Super Sunny Sing’s dam Red Centre raced only two times, as a juvenile at 1000m, and is out of the 900m and 1000m winner Land Of Dreams. Super Sunny Sing is the only one of Red Centre’s offspring to have won at a distance beyond 1400 metres. Speed is clearly the family’s thing but perhaps Super Sunny Sing is something of a throwback to Red Centre’s sire, Rubiton, who won a Cox Plate and sired a Cox Plate winner in Fields Of Omagh.

“I think he should handle the 2000 metres, you can see the way he travelled, he relaxed, he’s calm and that’s why Vincent said before the race that the horse feels like Golden Sixty,” said So.

“When we trialled him we still thought he was a sprinter, but that first race over 1000 metres, he reared up and he hit his head in the gate and ran no good.
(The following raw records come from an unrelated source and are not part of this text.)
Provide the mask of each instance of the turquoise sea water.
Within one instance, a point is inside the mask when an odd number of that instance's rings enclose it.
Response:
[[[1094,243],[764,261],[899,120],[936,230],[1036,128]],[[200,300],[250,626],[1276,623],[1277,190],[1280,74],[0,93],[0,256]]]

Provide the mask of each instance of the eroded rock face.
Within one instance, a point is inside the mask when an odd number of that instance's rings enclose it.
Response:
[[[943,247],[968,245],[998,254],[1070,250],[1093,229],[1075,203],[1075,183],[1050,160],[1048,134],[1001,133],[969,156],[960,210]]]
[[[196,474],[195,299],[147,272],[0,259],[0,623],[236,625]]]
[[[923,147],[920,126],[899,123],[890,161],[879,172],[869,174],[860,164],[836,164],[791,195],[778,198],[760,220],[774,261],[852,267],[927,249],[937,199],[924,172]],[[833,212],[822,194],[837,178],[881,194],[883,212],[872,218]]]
Next start we went to 1200 because he had a trial in between and it seemed like he needed further: Joao Moreira felt that the horse should go further, and that’s why the first win was at 1200 metres. Even at 1200, 1400 and 1600, he couldn’t catch up with the early pace and at 1800 he was so relaxed and then finished off so strongly.”

So believes the barrier draw will be a more important consideration, with the short run from the gate to the first bend being a scramble to find a position. He is then banking on his charge’s relaxed racing manner and ability to carry him through the distance.
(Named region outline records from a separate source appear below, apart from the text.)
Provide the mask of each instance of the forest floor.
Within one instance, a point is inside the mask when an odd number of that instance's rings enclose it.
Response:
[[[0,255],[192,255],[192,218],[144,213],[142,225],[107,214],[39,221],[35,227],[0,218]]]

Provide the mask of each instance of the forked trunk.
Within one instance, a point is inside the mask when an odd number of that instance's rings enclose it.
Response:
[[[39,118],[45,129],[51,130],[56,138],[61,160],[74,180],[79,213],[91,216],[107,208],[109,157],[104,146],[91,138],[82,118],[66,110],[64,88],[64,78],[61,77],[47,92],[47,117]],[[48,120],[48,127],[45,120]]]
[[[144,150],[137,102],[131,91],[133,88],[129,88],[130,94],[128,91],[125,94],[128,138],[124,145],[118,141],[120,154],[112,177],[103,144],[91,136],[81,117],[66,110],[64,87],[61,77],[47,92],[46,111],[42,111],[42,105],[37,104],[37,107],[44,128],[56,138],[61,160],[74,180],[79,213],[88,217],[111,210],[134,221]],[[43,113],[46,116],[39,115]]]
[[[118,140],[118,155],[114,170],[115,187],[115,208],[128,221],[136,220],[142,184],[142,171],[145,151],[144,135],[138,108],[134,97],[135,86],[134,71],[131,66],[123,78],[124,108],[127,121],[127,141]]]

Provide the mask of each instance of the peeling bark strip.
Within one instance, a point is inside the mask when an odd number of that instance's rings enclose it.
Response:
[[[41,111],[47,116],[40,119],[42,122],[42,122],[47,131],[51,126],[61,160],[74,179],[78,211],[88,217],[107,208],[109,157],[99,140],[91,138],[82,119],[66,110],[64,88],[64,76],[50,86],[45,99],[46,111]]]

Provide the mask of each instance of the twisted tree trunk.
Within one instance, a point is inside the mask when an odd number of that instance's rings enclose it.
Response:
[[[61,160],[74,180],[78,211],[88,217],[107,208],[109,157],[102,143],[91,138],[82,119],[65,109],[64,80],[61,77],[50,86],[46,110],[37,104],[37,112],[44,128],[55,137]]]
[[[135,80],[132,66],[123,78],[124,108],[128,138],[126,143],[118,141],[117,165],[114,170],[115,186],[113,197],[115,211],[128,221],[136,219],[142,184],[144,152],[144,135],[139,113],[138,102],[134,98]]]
Purton knows all about drawing a bad gate. He overcame that disadvantage on Luger, a horse with similarities to Beauty Eternal in that he went into the Derby having stepped up to a mile for the first time in his lead-up race.
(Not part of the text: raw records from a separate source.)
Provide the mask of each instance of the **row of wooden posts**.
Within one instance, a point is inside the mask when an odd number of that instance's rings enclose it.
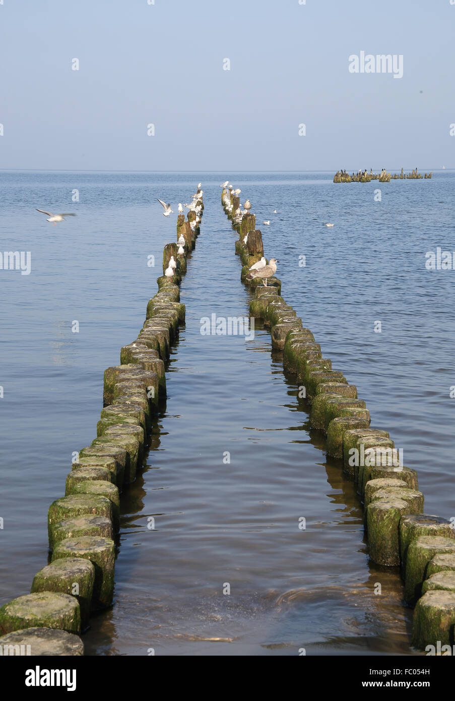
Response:
[[[223,191],[222,204],[231,220],[237,200]],[[414,607],[412,645],[420,650],[434,646],[449,654],[444,646],[454,644],[455,626],[454,519],[424,513],[416,471],[400,464],[388,431],[371,428],[365,401],[343,372],[323,358],[309,329],[281,296],[281,280],[269,278],[264,287],[261,280],[247,277],[264,255],[255,215],[244,215],[232,227],[239,233],[235,252],[243,264],[241,279],[255,289],[251,316],[270,327],[272,348],[283,351],[285,369],[304,388],[312,428],[324,432],[328,454],[338,458],[355,482],[364,507],[370,559],[400,568],[405,603]]]
[[[202,198],[197,205],[202,216]],[[22,646],[32,655],[83,655],[80,635],[90,615],[112,606],[121,495],[144,466],[151,416],[166,397],[169,348],[185,321],[178,285],[200,233],[195,220],[194,211],[187,219],[178,215],[176,238],[183,236],[184,253],[178,254],[177,243],[164,246],[163,273],[173,256],[174,275],[158,278],[158,292],[148,301],[138,337],[121,349],[120,364],[104,372],[96,437],[77,454],[64,496],[49,508],[50,563],[35,575],[30,594],[0,608],[2,648]]]
[[[356,173],[353,172],[351,175],[349,175],[346,170],[337,170],[333,177],[333,182],[370,182],[371,180],[379,180],[379,182],[390,182],[391,180],[420,180],[422,179],[428,180],[431,179],[433,171],[429,173],[424,173],[422,175],[421,173],[418,172],[417,168],[414,168],[407,175],[405,172],[404,169],[402,168],[400,173],[393,173],[393,175],[390,172],[387,172],[385,168],[380,173],[374,173],[372,169],[370,172],[363,170]]]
“I drew an outside gate and rode the race as it came,” he recalled. “Luger had been running over 1400 metres and had one run at a mile then straight to the 2000 metres of the Derby, so he didn’t have the ideal Derby prep either.”

Zac Purton wins the 2015 Hong Kong Derby on Luger. (Photo by HKJC)

Beauty Eternal has been winning with a leg in the air. (Photo by Lo Chun Kit)

Beauty Eternal has raced just five times and was scratched from two of his intended starts, in November and January, firstly with a hoof issue and then when he ditched Purton going to post.

“He’s quite a tricky horse,” the champion jockey revealed. “In the mornings going around, he’s always swishing his tail and quite often fly-leaps in the air and sometimes gets his head down a little bit. He has to be led to and back from the track so he’s got a bit of a streak in him, you’ve got to be careful. But that might also be that he was just fresh and he’s needed a bit of racing to settle him.”

Whatever Beauty Eternal’s quirks, during his races he has looked an ideal athlete, showing sharp early toe to take a position, settling easily into a rhythmic, high cruising speed, then stretching out with a ground devouring finishing kick.

He and Super Sunny Sing are by speedy sires, but that could prove to be neither here nor there when Derby day comes around.